New Orleans Advocate: Dr. Seuss collection gives a tip of the hat to famed children’s author’s inspiration
Reprinted from New Orleans Advocate
By Kimberley Singletary
Special to The Advocate
The sun did not shine.
it was too wet to play.
so we sat in the house
all that cold, cold, wet day.
In the classic children’s book, “The Cat in the Hat,” a pair of bored kids are entertained, and then alarmed, by the sudden arrival of a mischievous cat. The talking prankster famously possesses a tall, striped hat … and it appears he wasn’t the only one.
It turns out legendary children’s author Theodore Seuss Geisel, who wrote under the name Dr. Seuss, had his own oddball collection of headwear — a source of inspiration that is finally coming to light through a nationally touring exhibition called “Hats Off to Dr. Seuss!”
The exhibition will be on display at the AKG Gallery in New Orleans, from Jan. 15 through Feb. 14, featuring a unique collection of hats and never-before-seen artwork by Seuss. Admission is free.
“This whole thing started when I was at the Dr. Seuss estate in La Jolla, California, one day with his widow, Audrey,” said Bill Dreyer, director and curator of The Art of Dr. Seuss. “We were standing in this library of floor-to-ceiling book shelves and she asked me, ‘Bill, do you want to see the hat closet?’
“She then walked over to one of the walls, and it was like something out of a James Bond movie. All of a sudden the wall moved and exposed a hidden room filled with several hundred hats.”
Dreyer learned that Seuss had been a collector of hats since the 1930s. According to his sister, Marnie, the author’s headwear collection often inspired his writings.
Such was the case, she said, with the second of the 44 children’s books he wrote, “The 500 Hats of Bartholomew Cubbins,” which celebrated its 75th anniversary in 2013 with the premiere of the Hats Off to Dr. Seuss! exhibition at the New York Library.
In that book, a peasant named Bartholomew is ordered by the king to take off his hat. But as he takes it off, another hat is revealed beneath it — and another, and another.
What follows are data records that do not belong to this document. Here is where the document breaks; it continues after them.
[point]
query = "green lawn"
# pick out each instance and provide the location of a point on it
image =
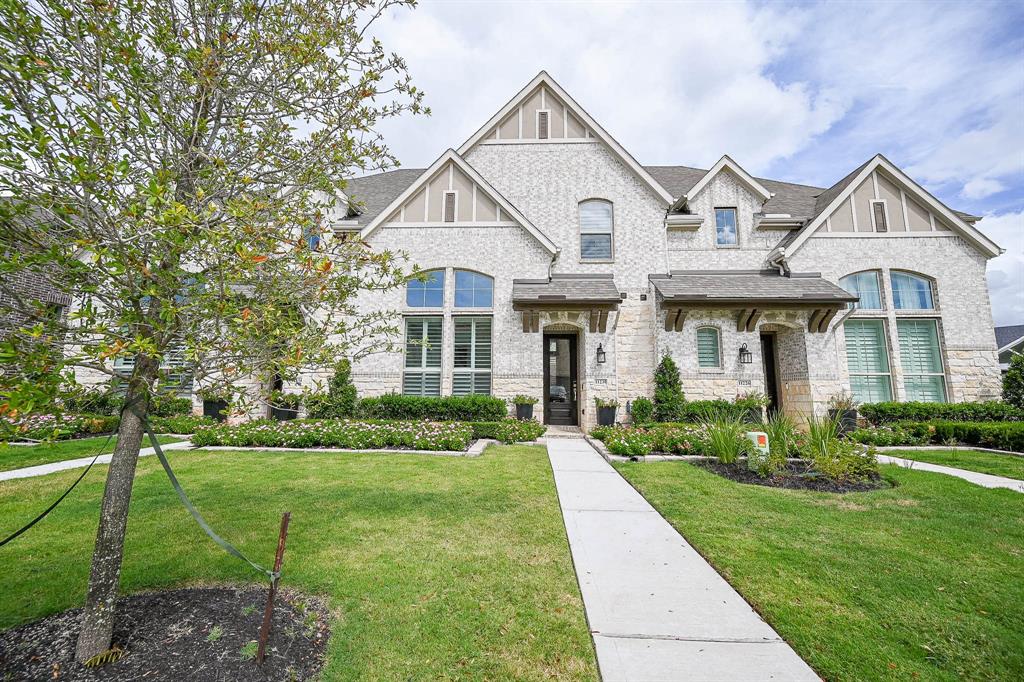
(433, 567)
(991, 463)
(15, 457)
(923, 581)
“Far beyond their functionality, hats were the accent — the exclamation point — on a person’s behavior,” explains the exhibit’s website. “They could entertain, delight and embellish, even tease and taunt, but most of all, hats helped Dr. Seuss deliver a world of life-changing inspiration.”
Bartholomew Cubbins’ stack of caps wasn’t that far-fetched for the hat-loving author.
“Originally there were almost 500 hats in his collection,” Dreyer said. “But only around 150 are still in existence. Of those, I chose 26 and have packaged them in a custom steamer trunk.”
It almost goes without saying that the collection includes what is possibly the most iconic hat ever, a red and white number belonging to a certain rambunctious feline.
The second part of the exhibition exposes another Seuss secret.
“Every night, from when he was in his 20s I think, Seuss would stay up painting,” Dreyer says. “He loved to paint, but he rarely ever showed his paintings to anyone, telling his wife she could do that when he was gone.”
To honor his wishes, while still protecting the originals, Audrey Geisel has agreed to share a series of “Secret Art” — authorized estate editions adapted and reproduced from her husband’s original paintings, drawings and sculpture.
In addition to the results of late-night painting sessions, visitors will also see sculptures, including a life-size bronze of the Cat in the Hat, and what Dreyer considers the gem of the collection, a series of what he calls “unorthodox taxidermy” — three-dimensional Seuss creatures created from original sculptures Theodore Geisel began as early as the 1930s.
A total of 50 to 60 artworks will be on display.
The exhibit, Dreyer says, has something to delight Seuss fans of all ages, while also offering a more complete vision of this legendary figure.
“Seuss had another side to his artistic career,” he says. “These are painting and sculptures of such an elaborate imagination that stretch well beyond all pre-conceived notions of the good doctor.”
“Then he shut up the things in the box with the hook.
and the cat went away with a sad kind of look.”